The growing popularity of the cotillon can be traced through advertisements and other mentions in the pages of London’s newspapers, particularly the Public advertiser. The dance begins to attract attention in 1768, although some of the references suggest that it was already being regularly performed at balls before then. (Newspaper references before 1768 have proved elusive, which doesn’t mean that there aren’t any). However, throughout 1768 and 1769 the cotillon is quite obviously becoming very fashionable – it’s the dance that everyone wants to do. It appears at least two or three times each month in different contexts.

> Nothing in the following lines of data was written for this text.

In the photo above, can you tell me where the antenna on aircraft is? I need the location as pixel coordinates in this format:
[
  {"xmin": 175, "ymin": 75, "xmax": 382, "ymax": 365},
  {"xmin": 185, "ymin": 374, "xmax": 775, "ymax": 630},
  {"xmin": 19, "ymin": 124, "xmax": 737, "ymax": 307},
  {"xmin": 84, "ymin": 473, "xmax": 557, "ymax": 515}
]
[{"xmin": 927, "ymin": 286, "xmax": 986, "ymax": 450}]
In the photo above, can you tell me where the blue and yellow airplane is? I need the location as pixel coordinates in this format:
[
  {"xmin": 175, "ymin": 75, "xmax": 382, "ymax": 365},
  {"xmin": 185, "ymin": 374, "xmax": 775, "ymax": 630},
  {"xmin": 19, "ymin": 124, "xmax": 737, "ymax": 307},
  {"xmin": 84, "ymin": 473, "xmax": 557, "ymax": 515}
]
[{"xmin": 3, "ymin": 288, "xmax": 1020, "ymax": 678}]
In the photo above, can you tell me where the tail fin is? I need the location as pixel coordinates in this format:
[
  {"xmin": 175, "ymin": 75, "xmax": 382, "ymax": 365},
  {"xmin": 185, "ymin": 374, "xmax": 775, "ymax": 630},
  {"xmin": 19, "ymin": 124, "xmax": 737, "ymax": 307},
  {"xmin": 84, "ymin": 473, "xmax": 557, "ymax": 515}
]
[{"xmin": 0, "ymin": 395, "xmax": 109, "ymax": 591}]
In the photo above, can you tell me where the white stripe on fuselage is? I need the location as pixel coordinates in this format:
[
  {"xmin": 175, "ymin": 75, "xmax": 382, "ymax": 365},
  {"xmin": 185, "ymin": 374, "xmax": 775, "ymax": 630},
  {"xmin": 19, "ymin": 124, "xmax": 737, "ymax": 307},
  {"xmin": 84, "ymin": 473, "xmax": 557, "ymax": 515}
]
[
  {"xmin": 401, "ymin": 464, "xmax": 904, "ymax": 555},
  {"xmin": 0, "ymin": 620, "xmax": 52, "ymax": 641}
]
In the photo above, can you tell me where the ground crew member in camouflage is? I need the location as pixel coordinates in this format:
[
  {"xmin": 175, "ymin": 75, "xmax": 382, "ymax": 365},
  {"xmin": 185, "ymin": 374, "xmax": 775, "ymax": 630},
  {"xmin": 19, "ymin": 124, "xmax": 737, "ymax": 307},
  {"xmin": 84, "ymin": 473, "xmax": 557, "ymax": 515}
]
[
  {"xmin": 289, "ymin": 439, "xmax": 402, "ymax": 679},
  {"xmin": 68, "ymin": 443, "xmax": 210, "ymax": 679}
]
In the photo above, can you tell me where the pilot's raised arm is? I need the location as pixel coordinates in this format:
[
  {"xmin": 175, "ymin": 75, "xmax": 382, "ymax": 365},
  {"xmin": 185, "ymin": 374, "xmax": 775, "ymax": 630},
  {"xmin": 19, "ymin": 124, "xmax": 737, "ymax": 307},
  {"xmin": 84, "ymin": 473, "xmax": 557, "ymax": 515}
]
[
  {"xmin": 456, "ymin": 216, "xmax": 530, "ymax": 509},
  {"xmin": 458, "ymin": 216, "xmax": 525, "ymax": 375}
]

There are advertisements by dancing masters offering to teach the cotillon alongside other ballroom dances, and even regular classes devoted to it. Cotillon music is advertised, encouraging enthusiasts to buy collections of tunes to play for their own private dances at home. Music publishers also printed treatises for those wishing to learn the dance (or perhaps for other dancing masters wanting to teach cotillons). There are critical or amusing letters, most written with satirical intent. Some of London’s leading entertainment venues, including Soho Square and Ranelagh Gardens, provided cotillon rooms – underlining the dance’s importance to paying customers. The craze for cotillons was such that Drury Lane included one among the dances offered between the acts of the plays that were the theatre’s main fare.
In due course, I will trace in more detail these various strands surrounding the cotillon.